La trade non è ancora conclusa ufficialmente, quindi Minnesota Timberwolves e New York Knicks non hanno potuto parlare apertamente del passaggio di Karl-Anthony Towns a NY. I giocatori dei Twolves hanno però potuto raccontare impressioni e emozioni nel sapere che il loro compagno di squadra e star, sarebbe diventato presto un avversario.
Towns è stato ceduto ai Knicks in cambio di Donte DiVincenzo e Julius Randle, in una trade a tre team che comprende anche gli Charlotte Hornets e che le tre squadre stanno ancora chiudendo. Per cui, bocche cucite su tattica, previsioni e giudizi tecnici fino all’ufficialità.
Le emozioni però sono esentate. “Tutti sapete qui che KAT è un fratello per me” ha detto Anthony Edwards al media day dei Twolves “Per cui fa male. Sappiamo come funziona però, per cui dobbiamo solo andare avanti. Parlarne ora è abbastanza strano perché è appena successa, la trade. Qui eravamo tutti e due dei numeri uno, non c’erano primi e secondi tra noi e abbiamo sempre giocato assieme“.
Per Rudy Gobert, la trade “è stata una grande sorpresa, nessuno se lo aspettava a due giorni dal training camp. Io voglio bene a KAT e lo rispetto, abbiamo giocato due anni assieme e ho apprezzato il tempo passato assieme, mi ha accolto e io ho fatto tutto il possibile per essere la miglior versione di me in campo e fuori“.
Della trade, sempre in termini generici, ha parlato il presidente della squadra Tim Connelly: “Le nuove regole salariali portano a delle conseguenze non volute, sinceramente. Io non so se fosse voluta questa cosa, di rendere così complicate le trade per le squadre che sono sopra a certe soglie (come Twolves e Knicks, ndr). Ci vogliono abilità e fortuna nell’indovinare certe scelte, e da lì saper costruire squadre che possano stare assieme a lungo. Quello che accadrà saranno tante rotazioni di giocatori perché finanziariamente diventerà importante per diverse squadre“.

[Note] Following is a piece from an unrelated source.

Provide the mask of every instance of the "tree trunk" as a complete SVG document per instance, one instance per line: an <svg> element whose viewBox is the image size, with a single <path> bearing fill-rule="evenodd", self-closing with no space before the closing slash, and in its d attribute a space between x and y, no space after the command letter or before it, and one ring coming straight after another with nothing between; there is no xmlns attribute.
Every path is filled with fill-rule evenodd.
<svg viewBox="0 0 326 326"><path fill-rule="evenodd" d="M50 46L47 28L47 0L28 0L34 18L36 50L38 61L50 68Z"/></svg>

E poi, c’era un Anthony Edwards in ascesa a cui consegnare del tutto le chiavi della squadra. “E noi continueremo a sfidarlo a diventare cioò che può essere, uno dei migliori giocatori della NBA. Non è una cosa che si dice alla leggera, comporta grandi responsabilità“, ancora Connelly.
Sfida raccolta, consapevolmente: “Penso che (Connelly, ndr) abbia ragione. E che l’unico modo per arrivarci sia lavorare. Lavorare e crederci perché a parole sono bravi tutti ma in pochi ci credono davvero, e chi ci crede poi non lavora abbastanza. Io invece ci credo, e lavoro e solo così potrà accadere. Io voglio essere il giocatore di cui la mia squadra ha bisogno. Che sia segnare, passare, difendere e andare a rimbalzo e dimostrare che voglio essere allenato. Essere un leader dando l’esempio“.